A European-led trial just showed how to keep checkpoint combination efficacy while cutting its worst toxicity by 60%
What changed
The NIVIPIT trial randomized 61 patients with untreated metastatic melanoma to intratumoral versus intravenous anti-CTLA4, both combined with intravenous anti-PD1. The intratumoral arm showed grade 3-4 treatment-related adverse events in only 22.6% of patients versus 57.1% in the intravenous arm, equivalent to anti-PD1 monotherapy. Response rates on injected lesions were 65.7% including 31.4% complete responses, with concordant responses in uninjected distant lesions. Median follow-up was 55.5 months.
Why it matters
Checkpoint combinations are among the most effective cancer immunotherapies but severe toxicity limits their use. This trial suggests the toxicity problem is solvable through delivery route engineering rather than mechanism abandonment. By concentrating anti-CTLA4 locally while keeping systemic anti-PD1, comparable efficacy was achieved with dramatically less systemic toxicity. This could expand the eligible patient population for combination immunotherapy.
Takeaway
The constructive safety signal here is that class-level toxicity problems may sometimes be solved by how a drug is delivered, not whether it should be used at all. This kind of evidence could reshape how regulators think about the risk-benefit balance for combination immunotherapy.
Sources
This item is grounded in the NIVIPIT trial published in Nature in 2026, a randomized study conducted at French oncology centers including Institut Gustave Roussy.

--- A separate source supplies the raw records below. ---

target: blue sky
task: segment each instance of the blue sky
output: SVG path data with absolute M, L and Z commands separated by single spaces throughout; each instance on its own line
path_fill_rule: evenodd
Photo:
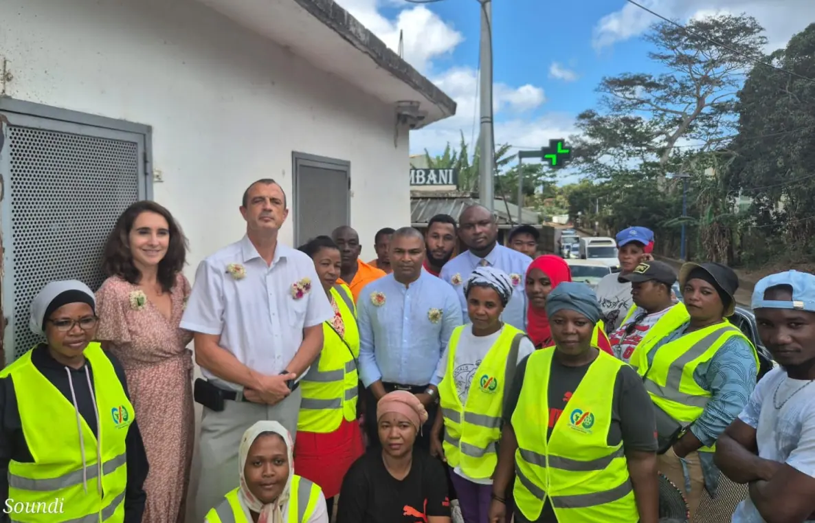
M 394 50 L 401 30 L 405 59 L 458 103 L 455 116 L 411 133 L 412 154 L 425 148 L 440 152 L 448 141 L 457 145 L 460 133 L 467 142 L 478 139 L 477 0 L 336 1 Z M 638 1 L 683 22 L 716 12 L 746 12 L 767 29 L 773 49 L 815 21 L 813 0 Z M 650 44 L 641 37 L 657 20 L 625 0 L 492 3 L 496 144 L 538 147 L 572 134 L 576 115 L 596 107 L 595 89 L 604 76 L 659 72 L 646 56 Z

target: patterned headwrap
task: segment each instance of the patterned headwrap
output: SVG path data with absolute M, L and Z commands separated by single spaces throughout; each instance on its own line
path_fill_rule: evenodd
M 509 298 L 512 297 L 512 279 L 507 273 L 495 267 L 476 268 L 464 284 L 465 297 L 467 297 L 469 290 L 474 287 L 489 287 L 495 289 L 501 300 L 501 305 L 504 307 L 507 306 L 507 303 L 509 302 Z

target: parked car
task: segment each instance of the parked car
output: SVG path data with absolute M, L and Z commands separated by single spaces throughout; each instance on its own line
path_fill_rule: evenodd
M 566 263 L 571 270 L 572 281 L 588 283 L 593 289 L 597 288 L 603 276 L 611 274 L 611 267 L 601 262 L 569 259 Z

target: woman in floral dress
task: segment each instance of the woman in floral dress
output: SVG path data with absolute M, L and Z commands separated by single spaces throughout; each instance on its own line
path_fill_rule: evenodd
M 139 201 L 108 238 L 97 338 L 121 362 L 150 472 L 144 523 L 183 523 L 194 442 L 192 334 L 178 327 L 190 283 L 187 240 L 164 207 Z

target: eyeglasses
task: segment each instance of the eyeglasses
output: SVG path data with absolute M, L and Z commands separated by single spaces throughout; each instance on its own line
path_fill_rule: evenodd
M 82 318 L 81 319 L 49 319 L 48 322 L 51 323 L 59 332 L 68 332 L 73 328 L 74 325 L 79 325 L 79 328 L 83 331 L 90 331 L 93 327 L 96 327 L 96 323 L 99 322 L 99 318 L 91 316 L 90 318 Z

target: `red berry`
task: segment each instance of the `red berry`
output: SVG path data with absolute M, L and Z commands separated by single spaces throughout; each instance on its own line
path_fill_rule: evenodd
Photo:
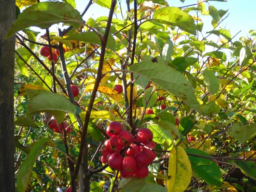
M 121 93 L 122 92 L 122 86 L 121 84 L 116 84 L 114 87 L 114 90 L 116 90 L 118 92 L 118 93 Z
M 125 179 L 130 179 L 132 177 L 135 172 L 135 169 L 131 171 L 126 171 L 123 169 L 120 169 L 120 174 L 121 176 Z
M 108 160 L 108 166 L 113 170 L 120 170 L 122 169 L 123 157 L 116 153 L 110 155 Z
M 105 141 L 105 143 L 104 143 L 104 146 L 105 147 L 105 149 L 106 149 L 106 151 L 107 151 L 109 153 L 113 153 L 114 151 L 111 148 L 111 146 L 110 145 L 110 140 L 108 140 L 106 141 Z
M 113 135 L 118 135 L 122 131 L 122 125 L 120 122 L 113 121 L 107 128 L 107 134 L 110 137 Z
M 65 53 L 65 52 L 66 52 L 66 49 L 64 47 L 63 47 L 63 53 Z M 54 52 L 55 52 L 57 55 L 60 55 L 60 53 L 58 49 L 56 49 L 55 50 L 54 50 Z
M 141 167 L 146 167 L 152 161 L 151 156 L 147 152 L 141 151 L 135 155 L 134 158 L 137 165 Z
M 122 163 L 122 166 L 123 169 L 130 172 L 135 169 L 137 166 L 137 163 L 134 157 L 127 156 L 124 158 Z
M 116 135 L 113 135 L 109 140 L 109 143 L 111 148 L 115 152 L 119 152 L 125 146 L 125 144 L 120 143 L 117 140 L 117 136 Z
M 65 192 L 72 192 L 72 188 L 71 187 L 68 187 L 65 190 Z
M 76 85 L 71 85 L 71 90 L 74 97 L 76 97 L 79 94 L 79 88 Z
M 145 178 L 148 175 L 148 168 L 137 166 L 135 170 L 134 176 L 139 179 Z
M 147 115 L 149 115 L 150 114 L 154 114 L 153 110 L 151 109 L 148 109 L 148 110 L 146 111 L 146 114 Z
M 141 143 L 148 143 L 153 140 L 153 133 L 150 129 L 143 128 L 140 129 L 137 133 L 136 138 Z
M 140 146 L 135 144 L 132 144 L 126 151 L 126 155 L 134 157 L 140 151 Z
M 188 137 L 188 140 L 189 141 L 195 141 L 195 139 L 192 136 L 189 136 Z
M 166 106 L 165 105 L 160 105 L 160 107 L 162 109 L 164 109 L 166 108 Z
M 111 137 L 112 138 L 112 137 Z M 132 143 L 133 136 L 128 131 L 122 131 L 117 136 L 117 140 L 119 143 L 126 146 L 129 145 Z
M 107 160 L 106 158 L 105 158 L 103 156 L 101 156 L 100 157 L 100 161 L 102 163 L 106 164 L 108 162 L 107 161 Z
M 57 61 L 57 59 L 58 59 L 58 55 L 56 55 L 56 54 L 54 53 L 52 53 L 52 60 L 54 61 Z M 49 61 L 52 61 L 52 57 L 49 55 L 48 56 L 48 59 Z
M 40 49 L 40 54 L 44 57 L 48 57 L 50 55 L 50 48 L 49 47 L 43 46 Z

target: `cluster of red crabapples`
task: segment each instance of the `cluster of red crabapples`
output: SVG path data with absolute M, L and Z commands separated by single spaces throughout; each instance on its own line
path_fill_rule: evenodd
M 65 53 L 66 49 L 63 48 L 63 52 Z M 50 61 L 52 61 L 52 57 L 51 57 L 51 54 L 50 52 L 50 48 L 47 46 L 43 46 L 40 49 L 40 54 L 44 57 L 48 57 L 48 59 Z M 57 61 L 58 56 L 60 55 L 58 49 L 54 49 L 54 51 L 52 52 L 52 60 L 55 61 Z
M 108 163 L 112 170 L 119 170 L 123 178 L 147 177 L 148 166 L 157 156 L 151 150 L 155 147 L 152 131 L 141 128 L 134 137 L 131 133 L 123 130 L 121 123 L 116 121 L 111 122 L 106 131 L 110 139 L 104 143 L 102 162 Z

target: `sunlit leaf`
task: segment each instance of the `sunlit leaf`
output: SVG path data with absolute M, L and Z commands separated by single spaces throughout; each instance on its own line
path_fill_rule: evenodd
M 160 9 L 155 12 L 153 19 L 164 23 L 178 26 L 183 31 L 196 35 L 196 28 L 193 17 L 178 7 Z
M 154 61 L 153 60 L 153 61 Z M 191 85 L 185 76 L 169 66 L 153 61 L 143 61 L 134 64 L 131 67 L 130 70 L 159 84 L 201 113 L 200 105 L 193 93 Z M 170 76 L 172 78 L 170 78 Z
M 69 3 L 41 2 L 28 7 L 19 15 L 8 31 L 6 38 L 30 26 L 46 29 L 53 24 L 64 23 L 78 28 L 82 22 L 79 12 Z
M 240 143 L 244 145 L 246 141 L 252 140 L 256 135 L 256 125 L 252 124 L 243 126 L 234 123 L 231 126 L 232 134 Z
M 173 147 L 170 152 L 168 165 L 168 192 L 183 192 L 191 180 L 192 169 L 189 157 L 183 148 Z
M 34 164 L 42 150 L 47 145 L 55 147 L 56 144 L 48 138 L 44 138 L 30 145 L 29 152 L 19 168 L 17 179 L 18 191 L 25 192 Z
M 211 185 L 221 185 L 221 172 L 215 163 L 209 159 L 189 155 L 189 154 L 207 157 L 210 157 L 210 155 L 198 149 L 186 148 L 185 150 L 189 154 L 189 158 L 193 170 L 200 177 Z

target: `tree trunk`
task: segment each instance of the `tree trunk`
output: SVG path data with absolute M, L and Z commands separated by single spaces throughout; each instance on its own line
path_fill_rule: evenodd
M 15 0 L 0 0 L 0 189 L 15 191 L 14 76 L 15 37 L 5 40 L 16 19 Z

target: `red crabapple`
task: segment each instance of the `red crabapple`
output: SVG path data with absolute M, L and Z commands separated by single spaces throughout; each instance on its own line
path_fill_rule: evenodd
M 129 145 L 132 143 L 133 136 L 128 131 L 123 130 L 121 131 L 117 136 L 117 140 L 119 143 L 126 146 Z
M 135 170 L 137 166 L 137 163 L 134 157 L 127 156 L 123 159 L 122 163 L 122 167 L 123 169 L 130 172 Z
M 123 91 L 122 86 L 121 84 L 116 84 L 113 89 L 117 91 L 118 93 L 121 93 Z
M 123 127 L 120 122 L 112 121 L 111 122 L 106 130 L 107 134 L 111 137 L 113 135 L 118 135 L 122 131 Z
M 153 133 L 150 129 L 143 128 L 137 132 L 136 139 L 141 143 L 148 143 L 153 140 Z
M 113 170 L 120 170 L 122 169 L 123 157 L 119 154 L 114 153 L 110 155 L 108 160 L 108 166 Z
M 48 57 L 50 55 L 50 48 L 49 47 L 43 46 L 40 49 L 40 54 L 44 57 Z

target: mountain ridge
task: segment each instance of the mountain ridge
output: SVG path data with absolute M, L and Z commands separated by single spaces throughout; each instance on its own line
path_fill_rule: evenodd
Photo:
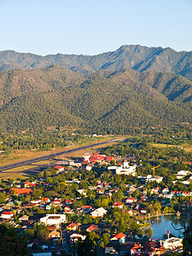
M 192 82 L 174 73 L 123 69 L 81 74 L 58 65 L 4 71 L 0 131 L 70 125 L 106 134 L 191 124 L 191 97 Z
M 171 72 L 192 80 L 192 51 L 176 51 L 172 48 L 122 45 L 114 51 L 96 55 L 47 55 L 0 51 L 0 71 L 42 68 L 57 64 L 80 73 L 99 70 Z

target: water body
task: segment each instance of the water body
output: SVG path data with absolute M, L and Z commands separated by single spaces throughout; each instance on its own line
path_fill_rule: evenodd
M 172 223 L 175 228 L 180 229 L 183 222 L 189 224 L 189 218 L 183 215 L 181 215 L 180 218 L 176 215 L 165 215 L 148 218 L 147 222 L 153 225 L 150 227 L 153 229 L 153 239 L 162 239 L 162 236 L 166 234 L 167 230 L 177 237 L 183 237 L 183 230 L 180 231 L 174 230 Z

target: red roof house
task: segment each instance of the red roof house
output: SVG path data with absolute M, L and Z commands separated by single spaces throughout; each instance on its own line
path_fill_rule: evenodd
M 11 192 L 15 192 L 16 195 L 22 195 L 22 194 L 27 194 L 29 195 L 32 192 L 32 189 L 16 189 L 16 188 L 11 188 L 9 191 L 9 194 Z

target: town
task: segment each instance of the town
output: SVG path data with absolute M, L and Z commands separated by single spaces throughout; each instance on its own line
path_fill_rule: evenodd
M 90 247 L 91 255 L 182 253 L 183 237 L 167 232 L 156 239 L 150 219 L 190 214 L 189 162 L 177 164 L 172 176 L 160 175 L 165 163 L 145 162 L 141 148 L 136 142 L 119 143 L 55 162 L 36 177 L 2 179 L 0 227 L 24 236 L 20 242 L 32 255 L 83 255 Z M 166 149 L 159 149 L 164 157 Z M 175 150 L 185 154 L 175 148 L 169 154 Z

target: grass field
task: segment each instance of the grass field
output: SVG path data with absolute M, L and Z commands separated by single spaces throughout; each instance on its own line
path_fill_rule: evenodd
M 91 144 L 95 144 L 97 143 L 101 143 L 101 142 L 104 142 L 104 141 L 108 141 L 110 140 L 112 137 L 105 137 L 105 139 L 99 139 L 99 140 L 95 140 L 94 142 L 92 142 L 91 143 L 84 143 L 83 144 L 84 146 L 85 145 L 91 145 Z M 3 166 L 3 165 L 8 165 L 10 163 L 14 163 L 15 162 L 15 160 L 11 160 L 11 157 L 13 157 L 13 155 L 18 155 L 18 159 L 16 161 L 20 161 L 23 159 L 24 155 L 25 155 L 25 160 L 27 159 L 32 159 L 34 157 L 38 157 L 38 156 L 43 156 L 43 155 L 46 155 L 49 154 L 53 154 L 53 153 L 57 153 L 57 152 L 61 152 L 61 151 L 67 151 L 66 154 L 64 154 L 63 155 L 58 156 L 57 158 L 54 159 L 54 161 L 56 160 L 69 160 L 69 159 L 73 159 L 73 158 L 82 158 L 83 154 L 85 152 L 88 152 L 89 154 L 92 154 L 93 152 L 95 152 L 96 150 L 98 150 L 99 148 L 105 148 L 113 144 L 116 144 L 119 142 L 114 142 L 114 143 L 107 143 L 104 145 L 99 145 L 99 146 L 94 146 L 93 148 L 90 148 L 88 149 L 81 149 L 81 150 L 78 150 L 76 152 L 71 152 L 71 153 L 67 153 L 67 151 L 69 149 L 72 148 L 75 148 L 77 147 L 79 147 L 79 145 L 76 145 L 76 146 L 71 146 L 71 147 L 67 147 L 65 148 L 55 148 L 51 151 L 44 151 L 44 152 L 34 152 L 34 151 L 26 151 L 26 150 L 20 150 L 20 152 L 18 152 L 19 150 L 15 150 L 15 152 L 12 152 L 9 157 L 9 161 L 6 161 L 6 163 L 4 162 L 1 162 L 0 166 Z M 82 144 L 81 144 L 82 145 Z M 19 157 L 20 156 L 20 157 Z M 35 167 L 38 167 L 39 166 L 46 166 L 49 164 L 51 164 L 54 162 L 53 160 L 43 160 L 43 161 L 39 161 L 39 162 L 36 162 L 35 165 L 31 165 L 31 166 L 20 166 L 20 167 L 16 167 L 16 168 L 13 168 L 13 169 L 9 169 L 7 171 L 4 171 L 3 172 L 0 172 L 0 178 L 14 178 L 16 179 L 17 177 L 20 177 L 20 178 L 25 178 L 29 176 L 36 176 L 37 172 L 38 172 L 39 171 L 36 171 L 36 170 L 32 170 L 32 172 L 30 172 L 30 169 L 32 168 L 35 168 Z
M 186 152 L 192 152 L 192 146 L 189 144 L 182 144 L 182 145 L 167 145 L 167 144 L 162 144 L 162 143 L 150 143 L 153 147 L 158 148 L 168 148 L 168 147 L 179 147 L 183 149 L 184 149 Z
M 0 154 L 0 166 L 9 165 L 16 162 L 20 162 L 26 160 L 30 160 L 36 157 L 44 156 L 46 154 L 59 153 L 61 151 L 67 151 L 72 148 L 75 148 L 80 145 L 91 145 L 97 143 L 102 143 L 105 141 L 108 141 L 114 137 L 99 137 L 94 138 L 92 142 L 86 143 L 79 143 L 79 145 L 73 145 L 68 146 L 66 148 L 53 148 L 51 150 L 41 151 L 38 149 L 32 149 L 32 150 L 26 150 L 26 149 L 15 149 L 12 150 L 9 154 Z

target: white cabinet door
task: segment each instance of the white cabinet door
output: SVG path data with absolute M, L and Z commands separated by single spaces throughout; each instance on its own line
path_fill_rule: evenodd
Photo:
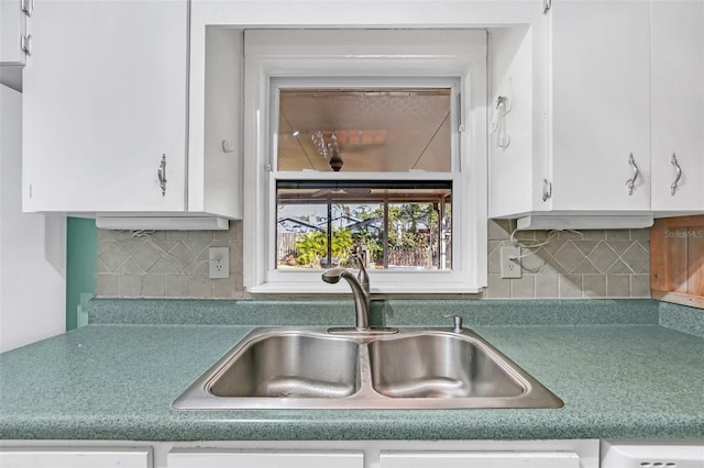
M 580 468 L 572 452 L 382 452 L 381 468 Z
M 652 209 L 704 211 L 704 2 L 652 1 L 651 63 Z
M 364 468 L 362 452 L 237 452 L 174 449 L 168 468 Z
M 187 0 L 34 1 L 23 209 L 184 211 Z
M 25 5 L 30 8 L 29 0 Z M 22 42 L 28 37 L 28 14 L 22 8 L 22 0 L 0 0 L 0 65 L 22 66 L 26 62 Z
M 150 468 L 152 450 L 134 449 L 70 449 L 70 448 L 2 448 L 2 468 Z
M 549 14 L 552 210 L 649 210 L 649 2 L 556 0 Z

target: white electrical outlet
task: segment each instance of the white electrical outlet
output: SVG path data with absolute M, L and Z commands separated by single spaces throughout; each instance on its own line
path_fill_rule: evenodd
M 210 247 L 208 249 L 210 279 L 230 278 L 230 248 Z
M 498 250 L 501 254 L 502 278 L 520 278 L 520 247 L 504 246 Z

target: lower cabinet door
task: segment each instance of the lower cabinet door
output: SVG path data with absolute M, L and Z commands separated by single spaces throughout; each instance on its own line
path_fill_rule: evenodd
M 364 468 L 364 453 L 174 449 L 167 455 L 167 466 L 168 468 Z
M 381 468 L 580 468 L 573 452 L 382 452 Z
M 151 448 L 2 448 L 2 468 L 151 468 Z

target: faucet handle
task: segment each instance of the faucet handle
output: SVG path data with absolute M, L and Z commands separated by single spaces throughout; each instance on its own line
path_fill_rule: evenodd
M 462 333 L 462 315 L 442 315 L 444 319 L 452 319 L 452 331 L 454 333 Z
M 366 271 L 366 248 L 361 245 L 358 246 L 355 248 L 354 254 L 352 254 L 352 256 L 354 257 L 354 261 L 356 261 L 356 265 L 360 268 L 360 271 L 358 272 L 356 277 L 362 283 L 362 287 L 364 288 L 364 290 L 369 293 L 370 292 L 370 275 Z

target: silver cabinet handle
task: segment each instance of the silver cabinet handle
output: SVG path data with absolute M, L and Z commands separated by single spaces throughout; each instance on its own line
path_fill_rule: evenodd
M 162 188 L 162 197 L 166 197 L 166 155 L 162 155 L 162 161 L 158 165 L 158 186 Z
M 634 159 L 634 154 L 628 155 L 628 164 L 634 168 L 634 177 L 632 179 L 626 180 L 626 187 L 628 188 L 628 194 L 634 194 L 634 187 L 636 187 L 636 180 L 638 180 L 638 166 L 636 166 L 636 160 Z
M 678 189 L 678 182 L 680 181 L 680 178 L 682 177 L 682 169 L 680 168 L 680 165 L 678 164 L 678 156 L 674 153 L 672 153 L 672 156 L 670 157 L 670 164 L 672 166 L 674 166 L 674 170 L 676 170 L 676 172 L 678 172 L 678 175 L 674 177 L 674 181 L 670 186 L 670 194 L 674 196 L 674 191 Z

Intellia reports the first positive Phase 3 for in vivo CRISPR gene editing, and files for approval
What changed
On April 27, 2026, Intellia Therapeutics announced positive Phase 3 HAELO results for lonvo-z in hereditary angioedema. A one-time 50mg infusion reduced attacks by 87% versus placebo (mean monthly rate 0.26 vs 2.10, p<0.0001), with 62% of patients entirely attack-free and therapy-free versus 11% on placebo. All treated patients remained off long-term prophylaxis. Safety showed only mild-to-moderate adverse events with no serious events in the treatment arm. Intellia initiated a rolling BLA and is preparing additional regulatory filings for a potential US launch in H1 2027.
Why it matters
This is a historical milestone: the first time any in vivo CRISPR gene editing therapy has demonstrated Phase 3 efficacy. While ex vivo gene editing already has approved products, in vivo editing, where genes are corrected directly inside a living patient, has never before reached this level of clinical proof. The single-dose, outpatient-setting design and the durability of the effect validate the concept of permanent genetic correction through a one-time infusion.
Takeaway
The clinical development of in vivo gene editing just moved from promise to Phase 3 proof. Regulatory, commercial, and reimbursement infrastructure for one-time genetic interventions is now being built in real time.
Sources
This item is grounded in Intellia Therapeutics' April 27, 2026 press release announcing positive Phase 3 HAELO topline results and rolling BLA initiation.